Between February and March, the most recent data showed Friday, city and suburban noise complaints combined broke a record for the second month in a row, hitting 11,145. In addition, the number of Chicagoans with beefs jumped 158 percent, to 613.

In Bensenville, new takeoffs headed west out of O’Hare have caused the problem. Bensenville beefs have soared from one in March 2013, before the October runway changes, to 332 in March 2014.

After the October switch, Biernat said, she noticed more jet noise over her Bensenville home, but more recently — after the April 15 change — the noise has reached “nightmare” levels.

The planes now are not only noisy, they are much more frequent, said Biernat, 30. They rumble from 4 a.m. to 10 p.m., coming every one to two minutes and robbing the family of the ability to have a normal conversation or solid sleep, she said.

Her daughter is dozing off at school and the family is “all exhausted,’’ said Biernat, a native of Poland. The family does not want to live like “animals” in a “cage,” trapped in their house to avoid extreme noise, she said.

“Whoever agreed to build that runway was very successful in ruining our lives and destroying our dream of leading a normal, quiet suburban lifestyle,’’ said Biernat.

“I demand [you] relocate us as soon as possible.’’

Another Bensenville resident — as well as a Schiller Park woman — also chimed in that they wanted to be “relocated” to escape elevated jet noise.

The noise level has become so disturbing, “I ask [you] to relocate me so I don’t land in a mental hospital,’’ Chester Gorniak, 64, of Bensenville, told the commission.
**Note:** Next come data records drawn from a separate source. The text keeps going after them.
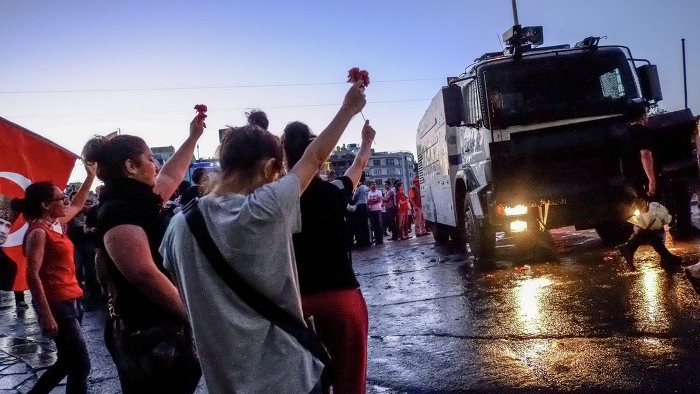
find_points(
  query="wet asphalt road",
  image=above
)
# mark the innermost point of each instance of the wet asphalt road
(577, 321)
The April 15 runway change followed a National Transportation Safety Board recommendation that U.S. airports modify rules for air traffic controllers to ensure the safe separation of aircraft if planes must abort a landing.

The recommendation was triggered by five incidents since 2006 in which commercial jets came “within hazardous proximity” of other aircraft during intersecting arrivals or departures — none of them involving O’Hare, FAA officials say.

O’Hare responded April 15 with a plan it says will be in place for at least three to six months.

It is diverting most daytime departures from the second-busiest departure runway, called 32L, to either 28R or 22L. Runway 28R was O’Hare’s busiest departure runway as of March. The April change means it has gotten even busier and is sending even more takeoffs over Bensenville. The new 22L departures should be flying over Franklin Park.

More than 300 daytime flights, on average, took off from 32L in each of the four months ending in March, but FAA officials Friday could not say how many of them are now winding up on 28R or 22L. But, they said, they will try to divide the diversions evenly between those two runways and avoid some diversions all together.

In addition, most takeoffs that would have used Runway 4L are being sent instead to either Runway 9R, which affects Rosemont and Chicago’s 41st Ward, or 10L, which affects Schiller Park and the 41st ward.

FAA officials say they hope to find a way to decrease the diversions in the coming months, perhaps by spreading out the departure times of potentially problematic flights.

Bensenville Mayor Frank Soto Friday said the FAA’s new examination of O’Hare runway patterns also should include determining if flights can ascend and descend more steeply to reduce noise on the ground. He also questioned whether the point at which departing flights change direction could be altered to mitigate noise.

The moves may cost airlines more in fuel consumption, Soto said, but “that’s part of the cost of doing business in a metropolitan airport that’s surrounded by residential communities.’’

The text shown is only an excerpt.